Photoproduction γp→K*+Λ in a Reggeized model

Abstract

The high-precision differential cross-section data for the reaction $\gamma p \to K^{*+}\Lambda$ are reanalyzed within a Regge-inspired effective Lagrangian approach. The model adopts Regge phenomenology to constrain the $t$-channel contributions from the $\kappa$, $K$, and $K^*$ exchanges. A minimal number of resonances in the $s$ channel are introduced in constructing the reaction amplitudes in order to describe the data. It is shown that the differential cross-section data for $\gamma p \to K^{*+}\Lambda$ can be satisfactorily described by introducing the only $N(2060){5/2}^-$ resonance in the $s$ channel, which is quite different from our earlier work performed in an effective Lagrangian approach [A. C. Wang {\it et al.}, Phys.
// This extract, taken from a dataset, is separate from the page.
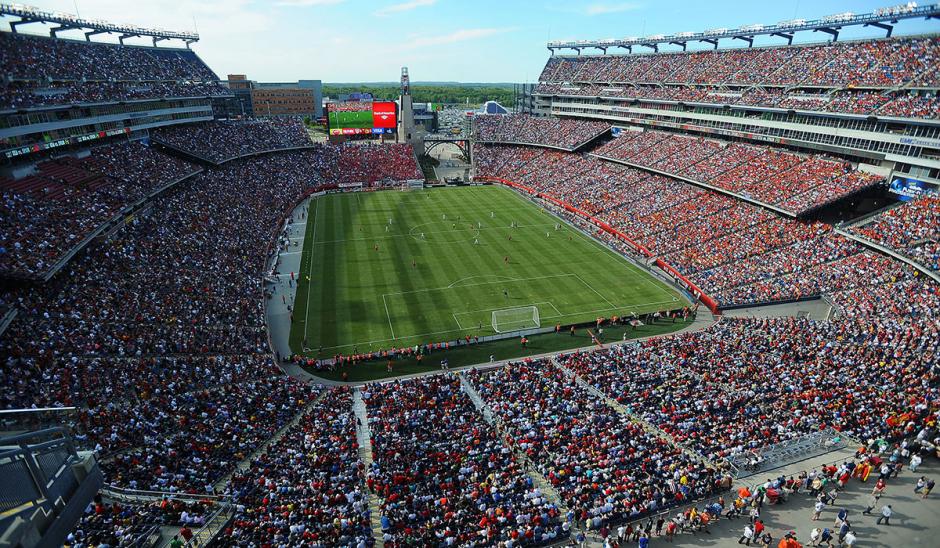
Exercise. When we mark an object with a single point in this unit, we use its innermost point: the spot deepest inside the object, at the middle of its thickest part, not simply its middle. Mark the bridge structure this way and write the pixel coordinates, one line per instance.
(884, 19)
(66, 21)
(461, 141)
Rev. C 96, 035206 (2017)], where the amplitudes are computed by evaluating Feynman diagrams and it is found that introducing at least one additional resonance apart from the $N(2060){5/2}^-$ is indispensable for reproducing the data. The roles of individual contributions from meson and baryon exchanges on the angular distributions are found to be highly model dependent. The extracted mass of $N(2060){5/2}^-$ turns out to be well determined, independent of how the $t$-channel amplitudes are constructed, whereas the width does not.